English    Türkçe    فارسی   

4
2297-2321

  • Zahmet geçti mi o nedamet de yok olur gider... o tövbe ve nedamet, toprak değerinde bile değildir.
  • O nedamet, gam ve elem karanlığı yüzünden yükünü bağladı... Fakat gündüz geldi mi gecenin sözünü mahveder!
  • O gam karanlığı gitti de hoşluk vakti geldi mi gönülden de onun neticesi, o derdin doğurduğu nedamet geçip gider!
  • O adam, tövbe eder ama akıl piri ona “Tekrar dünyaya döndürülseler yine yapma denen şeylere bulaşırlar. Onları yaparlar” diye bağırıp durur. 2300
  • Vehim aklın zıddıdır, onunla savaşır durur. Ona benzer ama o değildir. Akla sahip olan Musa aleyhsselâm’ın vehim sahibi olan Firavunla soru ve cevabı
  • Ey yiğit, akıl, şehvetin zıddıdır... Şehveti dokuyan akla akıl deme.
  • Şehvete mağlûp olana vehim de... Vehim, halis akıllar altınının kalpıdır.
  • Vehimle akıl, mihenk olmadıkça meydana çıkmaz. Her ikisini de hemen mihenge vur.
  • Bu mihenk de Kur’an’dır. Peygamberlerin halidir... Mihenk kalpa gel der.
  • Gel de benim yüzümden ne hale girdiğini gör... Çünkü sen benim ne inişimin ehlisin ne çıkışımın! 2305
  • Aklı bir testere ikiye biçse o ateşteki altın gibi yine gülümser.
  • Vehim, âlemleri yakan Firavundur; akıl, canları parlatan aydınlatan Musa’nındır.
  • Musa, yokluk yoluna gitti... Firavun, ona dedi ki: Sen kimsin?
  • Musa, ben akılım... Ululuk ıssı Allah’ın elçisiyim... Allah’ın ulu bürhanıyım, azgınlıktan insana emniyet veren kişiyim ben!
  • Firavun dedi ki: Sus, huyluyu bırak da sen bana eski adını söyle! 2310
  • Musa dedi ki: Benim nispetim, Allah’ın şu toprak yurdunadır... Asıl adım da onun kullarının en aşağısı.
  • Ben o Allah’ın kulunun oğluyum... Onun cariyesiyle kulundan doğmuşum.
  • Asıl mensup olduğum topraktır; su ve balçıktır... Allah suya toprağa canla gönül vermiştir.

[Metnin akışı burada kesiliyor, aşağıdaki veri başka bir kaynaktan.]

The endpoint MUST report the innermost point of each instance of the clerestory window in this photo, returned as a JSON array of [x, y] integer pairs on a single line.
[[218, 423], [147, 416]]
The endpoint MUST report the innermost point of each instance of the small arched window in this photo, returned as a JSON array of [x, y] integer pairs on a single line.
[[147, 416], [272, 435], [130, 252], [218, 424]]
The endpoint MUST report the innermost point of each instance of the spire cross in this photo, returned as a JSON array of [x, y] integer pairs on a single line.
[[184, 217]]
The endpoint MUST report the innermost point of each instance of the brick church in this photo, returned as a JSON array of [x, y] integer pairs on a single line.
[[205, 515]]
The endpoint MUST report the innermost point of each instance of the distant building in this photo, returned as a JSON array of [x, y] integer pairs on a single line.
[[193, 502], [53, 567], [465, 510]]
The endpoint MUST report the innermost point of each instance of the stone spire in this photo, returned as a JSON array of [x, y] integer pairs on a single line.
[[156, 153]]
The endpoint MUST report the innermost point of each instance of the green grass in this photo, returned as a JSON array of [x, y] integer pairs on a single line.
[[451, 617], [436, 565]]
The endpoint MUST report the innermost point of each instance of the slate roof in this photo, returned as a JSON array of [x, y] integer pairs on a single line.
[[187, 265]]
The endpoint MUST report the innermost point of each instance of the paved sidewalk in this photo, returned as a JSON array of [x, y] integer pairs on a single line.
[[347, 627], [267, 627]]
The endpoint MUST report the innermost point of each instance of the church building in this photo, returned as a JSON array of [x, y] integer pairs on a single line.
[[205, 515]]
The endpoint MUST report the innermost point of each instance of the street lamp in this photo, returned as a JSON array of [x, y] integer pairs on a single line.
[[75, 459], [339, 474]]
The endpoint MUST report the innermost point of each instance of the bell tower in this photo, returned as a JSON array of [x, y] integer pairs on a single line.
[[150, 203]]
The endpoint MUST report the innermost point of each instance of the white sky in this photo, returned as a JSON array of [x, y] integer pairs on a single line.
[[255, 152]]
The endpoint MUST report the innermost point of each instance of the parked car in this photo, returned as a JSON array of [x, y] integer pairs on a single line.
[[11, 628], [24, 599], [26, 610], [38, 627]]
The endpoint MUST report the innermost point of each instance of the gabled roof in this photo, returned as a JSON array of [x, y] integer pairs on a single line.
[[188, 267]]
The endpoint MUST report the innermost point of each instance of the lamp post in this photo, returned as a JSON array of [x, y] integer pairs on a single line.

  • Bu toprak bedenimin dönüp gideceği yer de yine topraktır... Senin gideceğin yer de topraktır a mağrur.
  • Bizim de bütün serkeşlerin de aslı topraktır. Hepimiz topraktanız... Buna da yüz türlü nişane var. 2315
  • Bedenine topraktan yardım gelmededir... Boynun topraktan biten gıdalarla düzelip kalınlaşmadadır.
  • Can gitti mi beden o korkunç, mezar da toprak olur gider.
  • Sen de, biz de, sana benzeyenlerde hep toprak olurlar... Senin mevkiin rütben de kalmaz.
  • Firavun dedi ki: Bundan, bu soydan başka bir adın daha var senin... Sana ne ad daha âlâ yaraşır.
  • Firavunun kulu kullarının kulu... Bedeni, canı, önce onun nimetleriyle beslenip yetişen kul. 2320
  • Âsi, azgın ve pek zalim kul... Kötü işi yüzünden yurttan kaçan kul.